# Updating Carrier Momentum after Scattering

1. Dec 1, 2007

### JasonW

1. The problem statement, all variables and given/known data
Updating the carrier momentum after scattering is most easily accomplished in the rotated coordinate system. The rotated x-axis is related to the original x-axis by $$x_{r} = Y_{\theta}Z_{\varphi}x$$ where $$Y_{\theta}$$ describes a rotation of $${\theta}$$ about the y-axis, and $$Z_{\varphi}$$ describes a rotation of $${\varphi}$$ about the z-axis. The angles $${\theta}$$ and $${\varphi}$$ represent the polar and the azimuthal angles of the carrier momentum in the original coordinate system before the scattering event.

(a) Calculate the rotation matrices $$Y_{\theta}$$ and $$Z_{\varphi}$$.

2. Relevant equations
For Polar Optical Phonon Scattering
$$cos{\theta} = \frac{1+f-(1+2f)^r}{f}$$ where $$f = \frac{2\sqrt{E_{k}E_{k'}}}{(\sqrt{E_k}-\sqrt{E_{k'}})^2}$$

For isotropic scattering:
$$\varphi = 2\pi r_3$$
$$cos\theta = 1-2r_4$$
where r3 and r4 are uniform random numbers lying between 0 and 1

Other scattering mechanisms....

3. The attempt at a solution
To start with, this is my first class dealing with semiconductor physics and device modeling so I'm very hazy with a lot of the terminology used in this class which where many of my problems arize from.
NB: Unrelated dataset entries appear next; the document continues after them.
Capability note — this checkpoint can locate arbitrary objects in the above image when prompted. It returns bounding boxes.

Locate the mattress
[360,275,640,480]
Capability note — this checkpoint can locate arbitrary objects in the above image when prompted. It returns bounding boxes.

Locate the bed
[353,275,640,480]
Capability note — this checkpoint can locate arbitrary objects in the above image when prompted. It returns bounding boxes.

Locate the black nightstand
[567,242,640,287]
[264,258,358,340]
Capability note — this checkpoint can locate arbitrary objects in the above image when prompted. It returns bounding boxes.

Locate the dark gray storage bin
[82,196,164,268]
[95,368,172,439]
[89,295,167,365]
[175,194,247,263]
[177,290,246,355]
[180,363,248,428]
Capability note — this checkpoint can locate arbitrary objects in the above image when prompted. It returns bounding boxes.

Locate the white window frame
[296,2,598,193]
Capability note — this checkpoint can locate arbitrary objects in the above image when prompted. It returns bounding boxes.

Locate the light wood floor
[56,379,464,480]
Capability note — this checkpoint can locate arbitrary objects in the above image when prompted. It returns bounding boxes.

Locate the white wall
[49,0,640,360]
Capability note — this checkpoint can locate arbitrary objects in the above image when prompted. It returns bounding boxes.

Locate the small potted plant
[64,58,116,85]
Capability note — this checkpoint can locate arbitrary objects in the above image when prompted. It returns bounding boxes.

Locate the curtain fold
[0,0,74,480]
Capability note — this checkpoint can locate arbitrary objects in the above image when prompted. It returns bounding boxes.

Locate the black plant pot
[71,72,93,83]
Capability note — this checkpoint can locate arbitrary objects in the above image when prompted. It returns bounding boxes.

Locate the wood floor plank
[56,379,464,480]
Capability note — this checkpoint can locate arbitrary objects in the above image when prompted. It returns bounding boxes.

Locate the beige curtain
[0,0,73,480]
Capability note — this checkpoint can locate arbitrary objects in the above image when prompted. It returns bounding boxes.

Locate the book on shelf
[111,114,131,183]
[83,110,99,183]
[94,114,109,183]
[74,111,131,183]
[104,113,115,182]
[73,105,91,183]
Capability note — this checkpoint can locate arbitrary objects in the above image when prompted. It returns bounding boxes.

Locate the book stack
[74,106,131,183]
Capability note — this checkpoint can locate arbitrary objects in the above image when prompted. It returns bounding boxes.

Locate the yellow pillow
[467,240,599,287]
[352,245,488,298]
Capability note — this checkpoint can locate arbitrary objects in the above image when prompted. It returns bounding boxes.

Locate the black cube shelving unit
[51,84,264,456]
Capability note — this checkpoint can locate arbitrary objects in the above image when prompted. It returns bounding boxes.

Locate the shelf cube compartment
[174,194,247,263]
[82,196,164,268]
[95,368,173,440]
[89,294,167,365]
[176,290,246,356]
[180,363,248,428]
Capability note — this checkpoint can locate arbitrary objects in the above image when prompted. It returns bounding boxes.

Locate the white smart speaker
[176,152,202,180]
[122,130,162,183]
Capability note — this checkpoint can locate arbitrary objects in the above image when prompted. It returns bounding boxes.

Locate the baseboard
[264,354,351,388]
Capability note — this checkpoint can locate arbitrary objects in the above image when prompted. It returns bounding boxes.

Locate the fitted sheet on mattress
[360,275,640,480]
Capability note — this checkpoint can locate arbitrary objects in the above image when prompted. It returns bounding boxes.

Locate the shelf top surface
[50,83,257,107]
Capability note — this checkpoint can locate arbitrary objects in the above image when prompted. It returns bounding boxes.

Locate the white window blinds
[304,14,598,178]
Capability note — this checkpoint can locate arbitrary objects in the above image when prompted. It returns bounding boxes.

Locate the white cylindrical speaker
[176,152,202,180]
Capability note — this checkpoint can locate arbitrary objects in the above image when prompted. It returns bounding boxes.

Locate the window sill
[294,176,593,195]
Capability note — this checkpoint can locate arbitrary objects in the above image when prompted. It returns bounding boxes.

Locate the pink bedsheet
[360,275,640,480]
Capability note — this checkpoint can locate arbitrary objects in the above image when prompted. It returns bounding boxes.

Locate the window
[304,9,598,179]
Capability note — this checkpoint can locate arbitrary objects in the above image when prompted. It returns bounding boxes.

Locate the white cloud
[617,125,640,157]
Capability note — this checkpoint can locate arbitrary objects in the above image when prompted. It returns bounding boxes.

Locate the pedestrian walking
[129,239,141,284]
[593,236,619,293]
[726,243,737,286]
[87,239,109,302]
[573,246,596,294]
I have two issues with this question, first is I don't know what a rotation matrix is. There is no mention of it in the class notes or our text book. Anyone able to describe what a rotation matrix is?

2nd, from reading Numerical Simulation of Submicron Semiconductor Devices, I find several equations dealing with angles after scattering depending on what the scattering mechanism is, yet the problem does not state the scattering mechanism so I'm not sure how to tackle this problem.